I’ve read that washing your face can also hold spiritual significance, symbolizing renewal and preparation. Whether that’s exactly true or not, it feels true for me. Each morning feels like an opportunity to begin again. Each evening feels like permission to release what I can no longer carry.
I’ve also started treating myself to regular manicures instead of full acrylic sets. As much as I miss my nails, this season feels like it’s calling me back to simplicity. Not because I don’t deserve the extras, but because I’m learning that caring for myself doesn’t always have to be elaborate.

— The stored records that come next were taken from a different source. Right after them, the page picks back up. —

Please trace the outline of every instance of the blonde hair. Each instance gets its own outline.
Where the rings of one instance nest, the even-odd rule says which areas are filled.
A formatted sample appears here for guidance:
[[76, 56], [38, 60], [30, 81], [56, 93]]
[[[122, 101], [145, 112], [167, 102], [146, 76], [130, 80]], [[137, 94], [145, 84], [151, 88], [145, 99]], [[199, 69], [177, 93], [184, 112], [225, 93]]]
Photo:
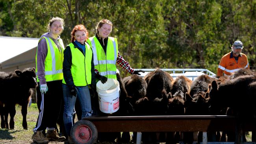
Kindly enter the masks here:
[[51, 18], [49, 20], [49, 23], [48, 24], [48, 25], [47, 26], [47, 31], [48, 32], [50, 32], [51, 31], [51, 26], [52, 26], [52, 23], [53, 22], [56, 21], [56, 20], [58, 20], [60, 22], [61, 24], [62, 24], [62, 29], [64, 30], [64, 27], [65, 25], [65, 24], [64, 22], [64, 20], [63, 19], [59, 18], [59, 17], [54, 17]]
[[111, 22], [111, 21], [109, 20], [106, 19], [103, 19], [101, 20], [99, 22], [97, 23], [97, 25], [95, 27], [95, 29], [96, 30], [96, 32], [97, 33], [98, 33], [99, 31], [98, 30], [98, 28], [101, 28], [103, 24], [108, 24], [111, 26], [111, 31], [112, 31], [112, 29], [113, 27], [113, 24]]

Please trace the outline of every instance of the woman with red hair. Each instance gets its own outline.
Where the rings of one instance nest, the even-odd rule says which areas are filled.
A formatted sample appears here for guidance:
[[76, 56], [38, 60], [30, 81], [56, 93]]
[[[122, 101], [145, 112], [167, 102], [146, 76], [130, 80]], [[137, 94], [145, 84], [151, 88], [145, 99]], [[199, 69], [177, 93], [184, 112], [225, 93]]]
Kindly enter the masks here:
[[91, 96], [88, 86], [95, 88], [96, 81], [93, 51], [86, 42], [88, 31], [82, 24], [75, 26], [71, 33], [71, 43], [64, 51], [62, 87], [64, 109], [63, 120], [72, 143], [70, 131], [73, 126], [72, 118], [76, 113], [74, 105], [76, 98], [80, 103], [82, 117], [91, 115]]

There is something beautiful about clean, well-maintained nails. It’s a quieter kind of luxury. A softer kind of self-care. One that reminds me that honoring myself can be found in the simple things just as much as the grand ones.
Maybe that’s what I’m learning this summer: softness isn’t always found in adding more. Sometimes it’s found in returning to what feels good, what feels sustainable, and what allows me to show up as the best version of myself.
This month, I also rejoined Audible. I’m looking forward to enjoying books again as I wind down for the evening. Between skincare, reading, and quiet moments of reflection, I’m intentionally making room to pour back into myself.
Most importantly, I feel God calling me into a deeper level of intentionality. I’ve been thinking about listening to Scripture or reading my Bible while I complete my skincare routine, allowing those moments to become time spent with Him as well. If I’m going to start and end my day with intention, I want Him at the center of it.
There has been so much happening lately, and if I’m honest, this season has stretched me in ways I wasn’t expecting. But through it all, I’m learning that self-care isn’t selfish. It’s stewardship. It’s tending to the mind, body, and spirit God entrusted to me.
My heart’s desire is simple: to grow closer to God, to care for myself with the same grace I extend to others, and to remain faithful during seasons that don’t look the way I planned.
For now, that journey looks a lot like a clean face, freshly manicured nails, an open Bible, a good book, and a willingness to keep showing up one day at a time.